A king protea blooms in the Cape Floristic Region of South Africa. A new study finds that satellite data can be used to map the boundaries of ecosystems that teem with unique forms of life. Source: Adam WilsonYale University and University of Buffalo researchers are keeping an eye on the sky when it comes to predicting ecosystem and biodiversity distributions. And it’s due to those nebulous drifters in the sky.

“Cloud cover can influence numerous important ecological processes, including reproduction, growth, survival, and behavior, yet our assessment of its importance at the appropriate spatial scales has remained remarkably limited,” wrote Adam Wilson and Walter Jetz in their study published in PLOS Biology. “If captured over a large extent yet at sufficiently fine spatial grain, cloud cover dynamics may provide key information for delineating a variety of habitat types and predicting species distributions.”

In their study, the researchers examined 15 years of data collected from NASA’s Terra and Aqua satellites. The researchers, for each day, collected two images of cloud coverage for every square kilometer of the planet.

“When we visualized the data, it was remarkable how clearly you could see many different biomes on Earth based on the frequency and timing of cloudy days over the past 15 years,” said Wilson, an assistant professor of geography at University of Buffalo, in a statement. “As you cross from one ecosystem into another, those transitions show up very clearly.”
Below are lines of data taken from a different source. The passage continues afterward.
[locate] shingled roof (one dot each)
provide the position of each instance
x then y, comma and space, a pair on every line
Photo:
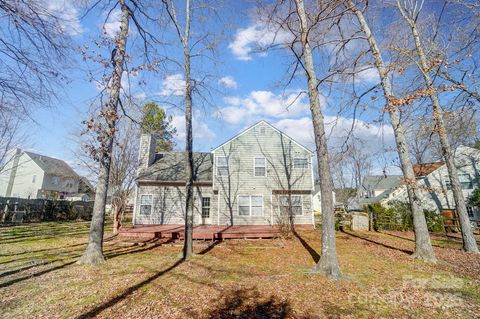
426, 168
52, 166
170, 167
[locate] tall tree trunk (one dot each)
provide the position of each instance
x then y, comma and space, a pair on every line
188, 243
94, 251
328, 264
469, 243
423, 245
116, 213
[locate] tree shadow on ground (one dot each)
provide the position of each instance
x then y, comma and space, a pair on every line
110, 303
210, 247
248, 303
406, 251
310, 249
108, 253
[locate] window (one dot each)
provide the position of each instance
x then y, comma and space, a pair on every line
448, 184
465, 181
146, 204
205, 207
260, 166
250, 205
300, 163
470, 212
296, 202
244, 205
256, 206
222, 166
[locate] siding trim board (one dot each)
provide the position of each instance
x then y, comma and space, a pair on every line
291, 192
172, 183
271, 146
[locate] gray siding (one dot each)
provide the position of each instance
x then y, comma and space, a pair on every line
261, 141
169, 204
24, 185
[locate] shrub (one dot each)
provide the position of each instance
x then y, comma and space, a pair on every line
398, 216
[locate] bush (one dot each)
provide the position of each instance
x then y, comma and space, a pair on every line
398, 216
434, 220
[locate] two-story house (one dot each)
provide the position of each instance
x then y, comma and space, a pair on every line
434, 184
255, 178
30, 175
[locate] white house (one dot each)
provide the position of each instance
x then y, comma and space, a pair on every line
30, 175
435, 183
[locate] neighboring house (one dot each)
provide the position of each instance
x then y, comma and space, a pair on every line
30, 175
317, 199
248, 180
434, 183
374, 189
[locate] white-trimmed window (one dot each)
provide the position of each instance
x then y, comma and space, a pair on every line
205, 207
470, 212
465, 181
222, 166
447, 182
296, 202
250, 205
146, 204
301, 163
260, 166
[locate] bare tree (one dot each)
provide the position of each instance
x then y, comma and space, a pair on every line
423, 246
106, 134
123, 170
328, 263
183, 33
411, 13
34, 44
190, 21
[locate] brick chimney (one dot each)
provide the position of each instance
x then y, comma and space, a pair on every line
146, 155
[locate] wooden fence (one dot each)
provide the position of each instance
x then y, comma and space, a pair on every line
21, 210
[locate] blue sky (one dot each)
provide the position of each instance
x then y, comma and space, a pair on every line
245, 90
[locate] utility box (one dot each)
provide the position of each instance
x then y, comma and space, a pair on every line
360, 221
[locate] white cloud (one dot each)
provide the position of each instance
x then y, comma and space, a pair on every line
112, 26
256, 36
300, 130
368, 75
173, 85
261, 104
338, 129
200, 129
67, 14
228, 82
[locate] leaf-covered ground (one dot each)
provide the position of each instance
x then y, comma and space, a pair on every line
232, 279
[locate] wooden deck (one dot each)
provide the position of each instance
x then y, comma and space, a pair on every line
205, 232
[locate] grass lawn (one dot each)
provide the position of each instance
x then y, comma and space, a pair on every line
231, 279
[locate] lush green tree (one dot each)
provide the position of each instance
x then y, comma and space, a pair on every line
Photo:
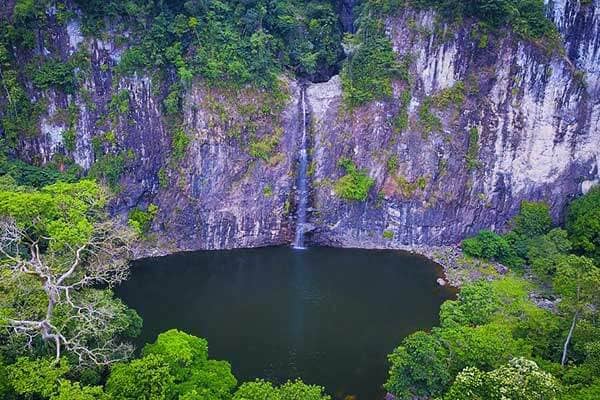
291, 390
146, 378
36, 377
68, 390
577, 281
176, 364
476, 305
486, 244
583, 224
486, 346
418, 367
520, 379
355, 184
56, 246
532, 220
545, 252
294, 390
257, 390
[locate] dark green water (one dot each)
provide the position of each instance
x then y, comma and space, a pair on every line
329, 316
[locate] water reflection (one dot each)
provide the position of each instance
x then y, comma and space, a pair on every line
328, 316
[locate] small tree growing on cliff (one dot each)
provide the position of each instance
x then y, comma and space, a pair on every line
577, 281
56, 250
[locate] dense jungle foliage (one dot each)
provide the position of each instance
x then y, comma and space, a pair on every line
63, 335
494, 342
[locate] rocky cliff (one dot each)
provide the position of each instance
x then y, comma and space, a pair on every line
528, 127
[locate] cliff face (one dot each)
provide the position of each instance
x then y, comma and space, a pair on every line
532, 123
528, 129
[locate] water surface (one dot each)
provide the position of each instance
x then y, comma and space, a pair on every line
329, 316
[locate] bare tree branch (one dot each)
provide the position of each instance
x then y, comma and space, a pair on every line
63, 276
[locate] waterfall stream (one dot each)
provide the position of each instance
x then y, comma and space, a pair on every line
302, 184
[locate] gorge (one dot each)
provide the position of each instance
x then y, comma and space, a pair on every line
526, 129
270, 169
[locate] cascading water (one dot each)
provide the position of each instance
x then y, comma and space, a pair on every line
302, 188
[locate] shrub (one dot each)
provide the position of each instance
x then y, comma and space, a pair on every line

An interactive map of their work is available at EarthEnv.

Using the new cloud coverage method, the researchers were able to pinpoint where specific species inhabited. Mainly, they found the location and size of the habitats belonging to the montane woodcreeper, an arboreal songbird from northwestern South America, and the king protea, a shrub found in South Africa’s Mediterranean shrublands.

According to Discovery News, the cloud method greatly improves on previous methods for mapping woodcreeper distribution, which was previously accomplished by looking at precipitation data. However, such data can be hard to come by in places without weather stations.

“We now have decades of satellite observations that we can pull together to characterize the global environment,” said Jetz, an associate professor of ecology and evolutionary biology at Yale, in a statement. “It is exciting to now be able to tap into this large stack of detailed data to support global biodiversity and ecosystem monitoring and conservation.”